Oh, for god's sake, it's all a matter of taste and the degree of ''seriousness' or 'childishness' in any given story is entirely in the eye of the beholder.
This story was a classic example of fictional morality, where, the writer being God, he can make the benign moral choice (the one the writer is espousing) turn out to be the correct one, because he controls the fictional reality.
Real drama, proper drama, does not do this; it holds a mirror to the real world, and shows us what it is like. Real drama does not provide a cop-out for the hero. And a cop-out in this case is anything other than two things happening: the Doctor giving whatever the guy's name was over to the cyborg or the cyborg destroying the town. This story was as much fairytale as anything you're likely to see. The Doctor magically finding another way - that is the stuff of childish fantasy. That is why I liked last week's episode: the Doctor had a decision to make and he made it. The writer didn't give him a get out of jail free card, nor did he feel the need to have characters talk in pompous (and out of character) speeches about the moral choices they were being presented with.

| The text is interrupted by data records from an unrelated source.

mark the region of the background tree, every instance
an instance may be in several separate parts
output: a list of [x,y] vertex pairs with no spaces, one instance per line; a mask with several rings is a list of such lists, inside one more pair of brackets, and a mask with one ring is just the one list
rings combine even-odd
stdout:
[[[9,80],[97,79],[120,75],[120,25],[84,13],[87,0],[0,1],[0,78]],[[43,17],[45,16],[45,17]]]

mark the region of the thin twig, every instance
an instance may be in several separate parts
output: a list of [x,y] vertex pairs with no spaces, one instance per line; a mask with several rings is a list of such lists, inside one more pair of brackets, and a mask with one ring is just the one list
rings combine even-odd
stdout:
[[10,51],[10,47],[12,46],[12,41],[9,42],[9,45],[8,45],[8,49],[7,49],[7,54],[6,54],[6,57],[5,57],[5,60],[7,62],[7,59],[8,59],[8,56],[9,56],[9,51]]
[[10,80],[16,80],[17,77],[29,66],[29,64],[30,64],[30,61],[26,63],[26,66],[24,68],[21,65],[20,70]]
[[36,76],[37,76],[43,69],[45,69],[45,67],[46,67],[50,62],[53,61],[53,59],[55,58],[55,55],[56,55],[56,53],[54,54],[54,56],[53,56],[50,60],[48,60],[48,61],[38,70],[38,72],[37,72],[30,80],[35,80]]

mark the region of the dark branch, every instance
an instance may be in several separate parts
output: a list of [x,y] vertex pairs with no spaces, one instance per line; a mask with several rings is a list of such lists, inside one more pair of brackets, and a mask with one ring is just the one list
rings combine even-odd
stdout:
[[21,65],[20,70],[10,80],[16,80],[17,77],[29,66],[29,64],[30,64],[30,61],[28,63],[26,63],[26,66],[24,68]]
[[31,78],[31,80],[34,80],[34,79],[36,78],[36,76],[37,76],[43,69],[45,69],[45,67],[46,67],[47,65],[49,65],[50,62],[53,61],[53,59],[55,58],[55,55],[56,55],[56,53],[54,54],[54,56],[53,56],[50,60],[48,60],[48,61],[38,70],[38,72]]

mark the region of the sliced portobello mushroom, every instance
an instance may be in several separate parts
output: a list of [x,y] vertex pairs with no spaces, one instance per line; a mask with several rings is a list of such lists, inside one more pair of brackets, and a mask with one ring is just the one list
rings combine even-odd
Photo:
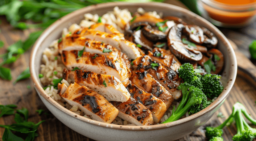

Anyone who thinks this latest episode made the slightest useful comment or observation about real world morality is childish, in my view. And see, that's the point: it's all relative to one's own mindset. So can we stop this kind of crap about whether episodes have a suitable gravitas or sobriety to them and judge them on the terms of what they were actually trying to be?
My judgement of this episode: it was just too banal for me.